«Апрельские тезисы» не были инсайтом, озарением – текстом, созданным в момент, когда вдруг в голову приходит новое видение ситуации, эффектное решение задачи. Ленин «написал» их, по сути, в июле – августе 1914-го – когда понял, что это та самая война, которая заставит социалистов вновь вспомнить о революции – а не заметать этот вопрос под ковер, как социалисты II Интернационала.
Керенский умел наряжаться в военный френч – но оставался политиком мира; Ленин же был политиком войны в том смысле, что сделал все, чтобы вместо попыток выстраивать под дулом пистолета «стабильное государство», скрутить дуло револьвера и завязать его в узел.
Ленин генерировал идеи, которые выглядели не искрометными – зато логичными; и брал он публику не ораторскими завитушками и манипулятивными техниками, а последовательностью. Его лозунги, пусть не всегда остроумные, казались практичными предложениями, соответствующими стихийным ожиданиям масс; условно говоря, фабрики – рабочим, да, но никогда Ленин не призывал, например, к тотальному огосударствлению предприятий; речь шла всего лишь о рабочем контроле. Обманывал ли он толпу, когда говорил о высокой миссии, которую она выполняет? Разве массы в 1917 году не были на самом деле левее партии, по крайней мере массы солдатские? Разве не могло войти в резонанс ленинское презрение к демократии – и крестьянское непонимание-неприятие ее? Мемуаристы вспоминают, что слушавшие Ленина настолько погружались в его мысли, что даже забывали аплодировать, – и только когда оратор исчезал, принимались реветь от восторга.
Да, Ленин 17-го года играет на контратаках и, меняя лозунги, выглядит «беспринципным»; да, это история про то, как пришел хорошо подготовленный политик и безжалостно воспользовался всеми ошибками противников; но разве не любопытно, что за эти насыщенные событиями семь месяцев 1917-го Ленин, по сути, замер в своей политической эволюции: 3 апреля он прибыл на Финляндский вокзал с намерением совершить революцию и разрушить буржуазное государство – и ровно с этим же намерением явился вечером 24 октября в Смольный. Вся работа в этом смысле была сделана заранее; впечатляющая последовательность; не так много в России 17-го было политиков, которые в октябре твердили практически то же самое, что и в марте.

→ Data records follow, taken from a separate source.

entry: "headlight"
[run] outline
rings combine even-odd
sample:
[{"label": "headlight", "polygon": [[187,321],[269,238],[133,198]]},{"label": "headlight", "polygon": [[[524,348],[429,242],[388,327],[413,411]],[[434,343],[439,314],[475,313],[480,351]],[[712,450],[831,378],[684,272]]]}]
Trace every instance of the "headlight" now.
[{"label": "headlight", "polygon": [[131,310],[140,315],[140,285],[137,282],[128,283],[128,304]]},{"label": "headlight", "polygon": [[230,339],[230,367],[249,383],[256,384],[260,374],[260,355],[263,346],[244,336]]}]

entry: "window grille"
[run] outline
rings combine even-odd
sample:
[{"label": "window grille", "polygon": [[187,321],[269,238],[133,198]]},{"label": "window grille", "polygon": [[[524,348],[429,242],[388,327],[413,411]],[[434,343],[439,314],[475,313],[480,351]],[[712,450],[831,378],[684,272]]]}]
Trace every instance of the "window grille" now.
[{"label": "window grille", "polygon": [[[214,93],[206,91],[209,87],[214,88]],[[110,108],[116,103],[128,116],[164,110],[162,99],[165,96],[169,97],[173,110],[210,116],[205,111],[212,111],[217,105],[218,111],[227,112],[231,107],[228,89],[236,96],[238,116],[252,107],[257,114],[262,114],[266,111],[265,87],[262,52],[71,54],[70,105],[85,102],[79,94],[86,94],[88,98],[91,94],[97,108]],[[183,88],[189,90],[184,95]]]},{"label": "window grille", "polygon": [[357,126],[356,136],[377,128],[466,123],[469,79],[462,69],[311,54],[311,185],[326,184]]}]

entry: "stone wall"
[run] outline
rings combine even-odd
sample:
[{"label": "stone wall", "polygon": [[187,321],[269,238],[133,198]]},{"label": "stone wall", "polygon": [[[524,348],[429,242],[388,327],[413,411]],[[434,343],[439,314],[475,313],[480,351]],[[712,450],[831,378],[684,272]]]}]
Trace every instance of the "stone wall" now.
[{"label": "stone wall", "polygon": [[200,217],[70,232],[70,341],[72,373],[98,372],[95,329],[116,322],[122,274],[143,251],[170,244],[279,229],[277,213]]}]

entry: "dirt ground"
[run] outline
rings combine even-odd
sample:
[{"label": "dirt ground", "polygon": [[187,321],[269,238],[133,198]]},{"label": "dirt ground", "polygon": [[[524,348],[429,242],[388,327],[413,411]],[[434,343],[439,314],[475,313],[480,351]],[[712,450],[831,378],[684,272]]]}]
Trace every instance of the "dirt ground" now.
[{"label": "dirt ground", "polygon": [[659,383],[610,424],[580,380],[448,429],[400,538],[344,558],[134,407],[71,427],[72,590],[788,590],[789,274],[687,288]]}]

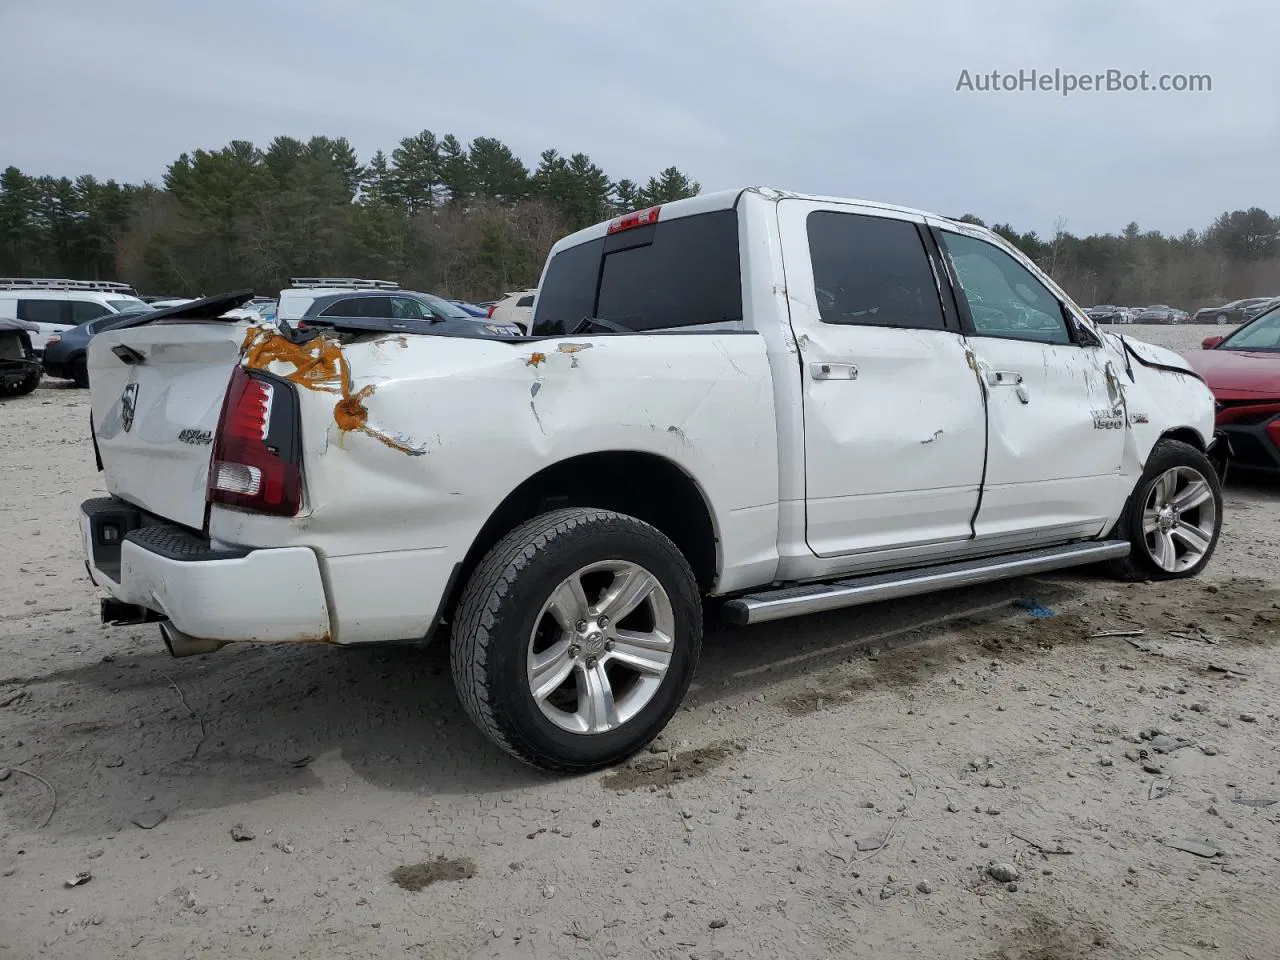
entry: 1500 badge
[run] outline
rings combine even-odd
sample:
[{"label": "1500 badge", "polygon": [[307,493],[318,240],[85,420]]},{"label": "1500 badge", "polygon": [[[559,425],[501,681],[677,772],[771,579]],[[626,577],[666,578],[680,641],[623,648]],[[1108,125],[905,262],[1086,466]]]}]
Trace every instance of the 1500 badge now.
[{"label": "1500 badge", "polygon": [[1093,429],[1095,430],[1123,430],[1124,429],[1124,410],[1095,410],[1093,411]]},{"label": "1500 badge", "polygon": [[190,443],[195,446],[204,446],[213,443],[213,433],[209,430],[183,430],[178,434],[178,439],[183,443]]}]

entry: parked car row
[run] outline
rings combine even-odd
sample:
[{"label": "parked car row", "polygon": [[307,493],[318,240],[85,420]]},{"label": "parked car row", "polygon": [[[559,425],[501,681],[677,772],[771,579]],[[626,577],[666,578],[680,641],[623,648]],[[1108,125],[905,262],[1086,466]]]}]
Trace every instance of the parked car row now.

Уже в начале апреля ленинские идеи о том, что сейчас, когда война сжирает старое государство, самое время воспользоваться трагическими плодами ее деструктивной деятельности: перехватить власть и начать строить общество заново, стали вызывать у коллег-социалистов чувство глубочайшего омерзения; «урод в социалистической семье» (Суханов), он «все испортит». Ленин превращается в персонаж поп-культуры – о нем плетут невесть что (проплаченный Германией шпион поселился в будуаре балерины), распевают частушки («мне не надобно ханжи, поцелуя женина, ты мне лучше покажи спрятанного Ленина»). «Апрельские тезисы» сделались предметом насмешек; в плехановской газете «Единство», например, был напечатан фельетон «Сон Ленина», где изображался триумф ленинских прожектов: вместо капитализма – диктатура пролетариата, Керенский покончил жизнь самоубийством, правительством руководит Ленин, «все идет прекрасно, но тут Вильгельм II вводит в Петроград немецкие войска и распускает Советы. На этом страшном месте Ленин просыпается».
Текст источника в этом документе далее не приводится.